Our brain gets trained over the years to recognize these images and then further classify them as apple, orange, banana, cat, dog, horse. then it gets even more interesting — aside from figuring out what to eat and what to avoid, we learn brands and their differences: Toyota, Honda, BMW and so on.
See also: How to use machine learning in today’s enterprise environment
Inspired by these biological processes of the human brain, artificial neural networks (ANN) were developed. “Deep learning” refers to these artificial neural networks that are composed of many layers. It is the fastest-growing field in machine learning. It uses many-layered Deep Neural Networks (DNNs) to learn levels of representation and abstraction that make sense of data such as images, sound, and text
So what makes it deep?
Why is deep learning called deep? It is because of the structure of those ANNs. Four decades back, neural networks were only two layers deep as it was not computationally feasible to build larger networks. Now, it is common to have neural networks with 10+ layers and even 100+ layer ANNs are being tried upon.
Using multiple levels of neural networks in deep learning, computers now have the capacity to see, learn, and react to complex situations as well or better than humans.
Normally data scientists spend a lot of time in data preparation – feature extraction or selecting variables which are actually useful to predictive analytics. Deep learning does this job automatically and makes life easier.

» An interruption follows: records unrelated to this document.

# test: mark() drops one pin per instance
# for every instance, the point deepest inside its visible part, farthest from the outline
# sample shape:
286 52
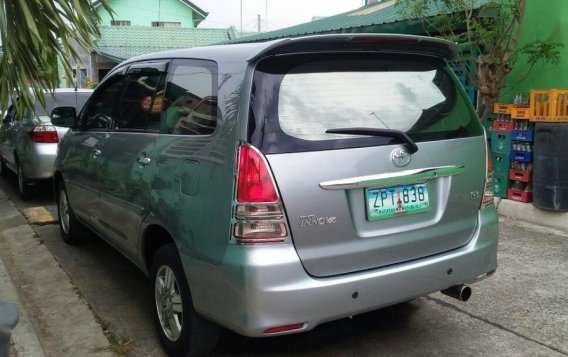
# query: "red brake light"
489 191
254 182
383 39
284 328
44 134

To spur this development, many technology companies have made their deep learning libraries as open source, like Google’s Tensorflow and Facebook’s open source modules for Torch. Amazon released DSSTNE on GitHub, while Microsoft also released CNTK — its open source deep learning toolkit — on GitHub.

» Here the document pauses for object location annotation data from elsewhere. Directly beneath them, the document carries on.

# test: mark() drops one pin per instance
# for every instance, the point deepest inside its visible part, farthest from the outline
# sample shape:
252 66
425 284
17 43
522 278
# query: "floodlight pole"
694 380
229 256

And so, today we see a lot of examples of deep learning around, including:
- Google Translate is using deep learning and image recognition to translate not only voice but written languages as well.

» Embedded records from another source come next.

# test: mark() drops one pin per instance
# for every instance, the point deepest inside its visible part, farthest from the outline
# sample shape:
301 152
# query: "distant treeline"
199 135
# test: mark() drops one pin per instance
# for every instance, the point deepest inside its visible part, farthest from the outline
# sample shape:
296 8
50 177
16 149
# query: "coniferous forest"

- With CamFind app, simply take a picture of any object and it uses mobile visual search technology to tell you what it is. It provides fast, accurate results with no typing necessary. Snap a picture, learn more. That’s it.
- All digital assistants like Siri, Cortana, Alexa & Google Now are using deep learning for natural language processing and speech recognition.
- Amazon, Netflix & Spotify are using recommendation engines using deep learning for the next best offers, movies or music.
- Google PlaNet can look at the photo and tell where it was taken.
- DCGAN is used for enhancing and completing the human faces.
- DeepStereo: Turns images from Street View into a 3D space that shows unseen views from different angles by figuring out the depth and color of each pixel.
- DeepMind’s WaveNet is able to generate speech which mimics any human voice that sounds more natural than the best existing Text-to-Speech systems.
- Paypal is using deep learning to prevent fraud in payments.
Until now, deep learning has aided image classification, language translation, speech recognition and it can be used to solve any pattern recognition problem, and all of it is happening without human intervention.
This is without a doubt a disruptive digital technology that is being used by more and more companies to create new business models.